The Health Affairs blog has just wrapped up a series of posts from a number of folks who supported, to various degrees, the so-called “reform” that Governor Schwarzenegger and his allies recently tried to foist on California. I suppose that one could generally identify these ladies and gentlemen as “Clintonista” in their approach, although only one (Dr. Rick Kronick) is explicitly identified as a supporter of Hillary Clinton’s 1993 plan.
As I read the posts, I was amazed at how the words they use do not agree with my understanding of them. For example, they define “affordability” not as making health care more affordable, per se, but making someone else pay for my health care, thereby making it “affordable” for me! As for the taxpayer who makes it “affordable”, well, that’s his problem.
For example, Messrs. Curtis & Neuschler of the Institute for Health Policy Reform note that “Massachusetts substantially lowered premiums for people with individual coverage by merging its individual market with its much larger small-employer market and then bringing in lower risks with an individual mandate.” Good grief! Have these gentlemen not been following the fiscal crisis caused by the Massachusetts health reform, as discussed so freqently in this blog?

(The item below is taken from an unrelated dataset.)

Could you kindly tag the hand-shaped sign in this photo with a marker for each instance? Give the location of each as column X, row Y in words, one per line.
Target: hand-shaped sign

The scholars are also so captivated by the goal of “covering the uninsured” that they ignore the rock-solid evidence that the so-called “hidden tax” that the uninsured shift to the insured is a myth, and that insured citizens to not automatically and magically turn into responsible patients who seek timely, preventive, care from their physicians instead of crowding into ERs after their illnesses have advanced (as I have discussed).
Nor do the scholars really seem to understand the consequences of the reform: Lucien Wulsin (who alone points out that ABX1 1 actually had no mechanism to control costs), suspects thncat the reform would have shifted Californians from employer-based to individually purchased coverage, but ABX1 1 did not anticipate this at all. In fact, it mandated employer-based coverage more explicitly than individual-purchase, because it defined the tax levied on non-compliant employers, but not in individuals (as Massachusetts did).
Nevertheless, the blog discussion is quite thoughtful. Overall, the least convincing entry is from Patricia Lynch who speaks for Kaiser Permanente. Although she recognizes that requiring guaranteed issue and community rating in the individual market without a mandate to buy health insurance leads to a death spiral of adverse selection, she is unwilling to face a coverage-mandate’s cost increases. But why should she? An integrated HMO like Kaiser Permanente benefits from such cost hikes. Nor does she point out that ABX1 1’s minimum medical loss ratio (MLR), of 85%, would have given Kaise Permanente an overwhelming competitive advantage because it shifts medical costs to its facilities, which its competitors (who do not own hospitals) cannot. This MLR regulation threatened to cut the number of carriers competing in California in half, leaving Kaiser Permanente sitting pretty.
Fortunately, we do not have to rely on interest groups to bring these consequences to light, as a friendly neighborhood health policy analyst, yours truly, has explained them thoroughly (and humbly).